3 Ways to Save a Relationship if You're Terrible Communicators
It seems almost too good to be true, but a weekly movie date could be just as beneficial for your relationship as a couple's communication course, suggests research in the Journal of Consulting and Clinical Psychology. The caveat: After the movie, you have to analyze the relationship you just watched and talk about how it compares with your own. In the study, engaged and newlywed couples watched one movie with an intimate relationship as a major plot point every week for a month then discussed it using questions provided by the researchers (everyone started with a Two for the Road watch-and-talk). Three years later, their divorce risk was as low as couples who had gone through lectures and workshops designed to boost their communication or support and empathy skills. (Divorce rates for the three groups were 11 percent, while the rate for couples who received no treatment was 24 percent.) Comparing the trials and tribulations of a movie couple with your relationship makes your own problems feel more approachable and safe to talk about, says Rebecca Cobb, PhD, one of the authors of the study and a professor of psychology at Simon Fraser University in British Columbia, Canada. "Just make sure you're focusing on patterns and processes in the relationship you're watching," she says. "Not what they fought about but how they handled the disagreement." The researchers made it easy to give the strategy a try at home. Here's the list of movies the researchers recommend (from The Way We Were to Something's Gotta Give) and the questions they gave to participants.
2. Get It Half Right When Disagreements Come Up
You can be petty, defensive, completely incapable of communicating how hurt you are, but as long you can work in a joke, you'll be all right. That's what research led by Matthew Johnson, PhD, professor of psychology at Binghamton University, found after recruiting 172 newlywed couples and having them talk about tense topics in their relationships. While the couples were talking, the researchers watched for signs of humor, affection or being engaged in the discussion, and for anger or contempt. Then they analyzed how each partner was communicating—were they being direct about their feelings, making sure they understood what their partner was saying, accepting responsibility if they did something wrong, or were they being critical and demanding, acting uninterested and refusing to take any blame?
After tracking the couples' relationship satisfaction for the next four years, the researchers noticed something unexpected: As long as both partners displayed some humor or warmth during the conflict (not 100 percent rainbows and butterflies), being vague or critical didn't matter. It was only in couples where one partner showed just negative emotions and was really bad at communicating that satisfaction suffered. Couples with truly terrible skills who still showed a lot of affection for each other fared the same as those with stellar communication. "This is really good news," says Johnson. "You can be awful at solving your problems, but you'll be okay as long as neither of you flies off the handle."

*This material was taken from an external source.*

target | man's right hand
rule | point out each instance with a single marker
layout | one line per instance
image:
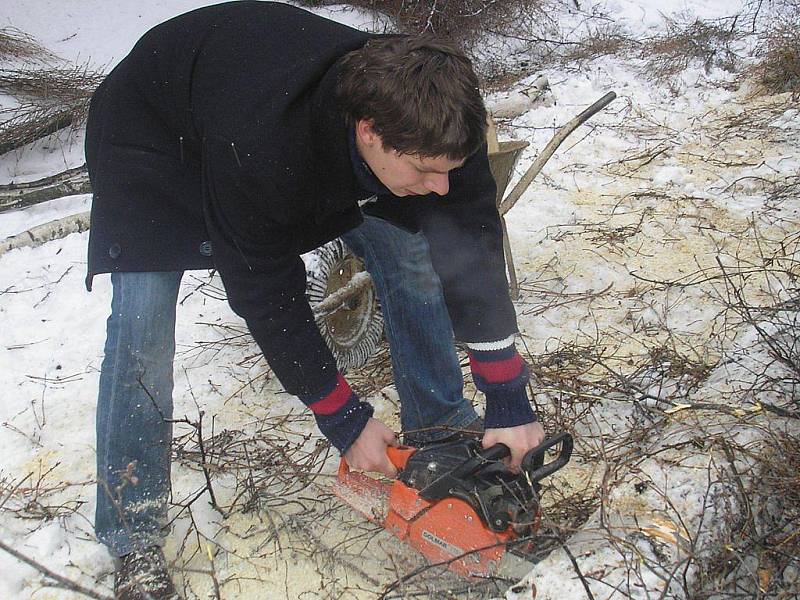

3. Strengthen This Area of Your Relationship Instead
We used to think that any couple where one always nagged and the other backed away from the conversation was headed for certain doom—and seasoned relationship researchers agreed with us. But recent research from the University of Georgia says not so fast. As long you each feel appreciated, you can protect your relationship from the effects of that communication style (known as demand-withdraw).
Think of bad communication as having a bum knee. You can undergo knee surgery (i.e., fix the communication problems) or you can work on building up the surrounding muscles to help stabilize and support the knee (practicing appreciation toward each other). The first step, according to Allen Barton, PhD, a postdoctoral research associate at the Center for Family Research at the University of Georgia and the lead author of study, is figuring our where your partner feels like their efforts are going unrecognized, something he did personally after the study. He and his wife were doing dishes after dinner (yes, he was helping), when he asked if there were areas where she felt underappreciated or undervalued. She said there were things she took care of on a daily basis that she didn't think Barton was even aware of (as a stay-at-home mom of two little kids, we'd imagine that list is probably longer than she let on). "You don't know what you don't know," says Barton. "But now I make more of an effort to say thanks for everything she does, including what she does when I'm not there."